Your audience is comprised of different demographics and age groups. In the digital age, a multifaceted approach that meets stakeholders where they are at while engaging them in two-way communication is actively embraced. Popular tools such as Snapchat and Tik Tok are just as valuable, if not more so than Twitter, Facebook, and Instagram. While social media should play a massive role in engaging your audience and getting the message across, leveraging a brandED mindset and empathetic lens is invaluable as it helps you create powerful relationships through communication pathways. You can rarely go wrong with stories that pull at different emotions. Tech is and never will be the end all be all.
Connect to Learning and School Culture
Whether it is getting information out, providing feedback, or educating your stakeholders, there needs to be a compelling why, clear how, and definitive what that leads to the message resonating with your audience.
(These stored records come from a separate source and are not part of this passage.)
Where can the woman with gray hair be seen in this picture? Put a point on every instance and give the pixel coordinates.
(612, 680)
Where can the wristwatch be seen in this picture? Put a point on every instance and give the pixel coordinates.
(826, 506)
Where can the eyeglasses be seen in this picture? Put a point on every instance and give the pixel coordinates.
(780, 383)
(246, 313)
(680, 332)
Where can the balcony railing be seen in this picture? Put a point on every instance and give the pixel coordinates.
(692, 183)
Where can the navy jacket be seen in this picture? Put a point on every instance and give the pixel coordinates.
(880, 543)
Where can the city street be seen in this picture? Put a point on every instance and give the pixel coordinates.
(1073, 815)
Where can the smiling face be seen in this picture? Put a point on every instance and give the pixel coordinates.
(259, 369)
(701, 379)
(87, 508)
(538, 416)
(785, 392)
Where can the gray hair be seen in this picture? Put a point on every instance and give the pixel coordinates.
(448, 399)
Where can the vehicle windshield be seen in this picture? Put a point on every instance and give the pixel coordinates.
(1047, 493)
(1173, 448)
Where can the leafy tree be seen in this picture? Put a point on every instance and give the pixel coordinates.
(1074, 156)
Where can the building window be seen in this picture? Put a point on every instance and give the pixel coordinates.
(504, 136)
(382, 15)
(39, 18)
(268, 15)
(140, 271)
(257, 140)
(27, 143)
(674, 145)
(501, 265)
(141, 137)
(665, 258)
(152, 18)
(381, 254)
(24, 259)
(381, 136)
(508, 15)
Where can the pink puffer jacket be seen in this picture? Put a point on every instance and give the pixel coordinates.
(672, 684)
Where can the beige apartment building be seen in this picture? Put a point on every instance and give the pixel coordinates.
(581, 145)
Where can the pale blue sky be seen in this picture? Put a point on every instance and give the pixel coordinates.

Effective leaders not only address concerns but also proudly share all that is being done to help learners succeed. While exceptions exist, you can rarely go wrong when you frame communications around learning and a vibrant school culture.
Impactful communication is a catalyst for meaningful change. In the words of Dr. Michelle Mazur, “When you start communicating to change people, you leave a lasting legacy. You profit from your impact, not in spite of it.”